Of course Russell wasn’t happy about getting benched. No player would be.
A big question: Does Russell blame himself or Timberwolves coach Chris Finch?
Backup point guard Jordan McLaughlin was outplaying Russell. Russell wasn’t good enough in Game 6 (seven points on 3-of-7 shooting with four turnovers) or the entire series (12 points per game, 29% on 2-pointers). Though Russell – a good outside shooter – can play better offensively, his defense was poor as usual.
Russell has shown impressive perspective over his career. He might channel this setback in all the right ways and improve his game.
But point guard looks like an area Minnesota could seek an upgrade as the team rises with Anthony Edwards and Karl-Anthony Towns.
A complication: Towns and Russell are close, and Towns even said the Timberwolves acquiring Russell was big incentive to stay.
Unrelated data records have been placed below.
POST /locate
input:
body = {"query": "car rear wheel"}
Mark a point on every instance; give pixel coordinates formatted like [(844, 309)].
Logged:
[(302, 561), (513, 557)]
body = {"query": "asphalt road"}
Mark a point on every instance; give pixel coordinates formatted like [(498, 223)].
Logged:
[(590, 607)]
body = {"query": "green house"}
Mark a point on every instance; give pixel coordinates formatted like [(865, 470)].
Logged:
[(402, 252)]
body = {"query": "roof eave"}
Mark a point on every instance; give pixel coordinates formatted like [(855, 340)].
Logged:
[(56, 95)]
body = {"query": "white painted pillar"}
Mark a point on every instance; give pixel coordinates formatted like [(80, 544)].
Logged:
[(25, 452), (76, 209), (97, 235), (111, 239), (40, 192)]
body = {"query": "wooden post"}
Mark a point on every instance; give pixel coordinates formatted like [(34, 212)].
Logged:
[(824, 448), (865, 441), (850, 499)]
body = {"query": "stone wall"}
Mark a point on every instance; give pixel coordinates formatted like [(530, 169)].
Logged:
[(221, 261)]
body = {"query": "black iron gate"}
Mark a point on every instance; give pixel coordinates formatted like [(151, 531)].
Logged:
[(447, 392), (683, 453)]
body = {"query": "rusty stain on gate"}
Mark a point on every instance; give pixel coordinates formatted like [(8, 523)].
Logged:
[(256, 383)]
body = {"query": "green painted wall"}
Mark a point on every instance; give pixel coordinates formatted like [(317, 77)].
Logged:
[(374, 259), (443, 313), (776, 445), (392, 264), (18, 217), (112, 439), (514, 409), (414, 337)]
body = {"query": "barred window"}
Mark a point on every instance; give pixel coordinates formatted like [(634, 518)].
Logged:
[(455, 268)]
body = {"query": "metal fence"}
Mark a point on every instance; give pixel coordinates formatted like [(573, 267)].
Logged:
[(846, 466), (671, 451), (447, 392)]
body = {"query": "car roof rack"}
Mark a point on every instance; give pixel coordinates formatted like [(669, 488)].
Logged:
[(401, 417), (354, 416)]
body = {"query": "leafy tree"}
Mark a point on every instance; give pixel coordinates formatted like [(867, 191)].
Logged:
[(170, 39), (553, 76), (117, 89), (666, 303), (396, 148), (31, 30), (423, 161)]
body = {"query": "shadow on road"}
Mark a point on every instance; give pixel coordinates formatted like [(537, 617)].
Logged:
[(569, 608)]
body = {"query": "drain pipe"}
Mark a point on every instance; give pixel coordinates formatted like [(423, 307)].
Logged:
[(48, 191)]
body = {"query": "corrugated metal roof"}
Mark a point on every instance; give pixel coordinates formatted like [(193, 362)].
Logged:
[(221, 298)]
Though Towns sounds like he’ll sign a contract extension, Russell’s presence might be part of Towns’ thinking.
Finch, via Hine
“We still think the fit is great,” Finch said of Russell. “His skill set, his playmaking, all that stuff hasn’t changed. We’ve just got to figure out maybe some different sets or structures that kind of accentuate those things too. I could’ve done a better job of trying to get him into the series a little bit more with some plays for him maybe off the ball.”
This is also true. Minnesota could put Russell in more-advantageous positions. As Edwards and Towns took such prominent offensive roles, Russell didn’t have the easiest pathways for contributing.
But defensively? That’s on Russell to clean up if he wants to play in the highest-leverage moments.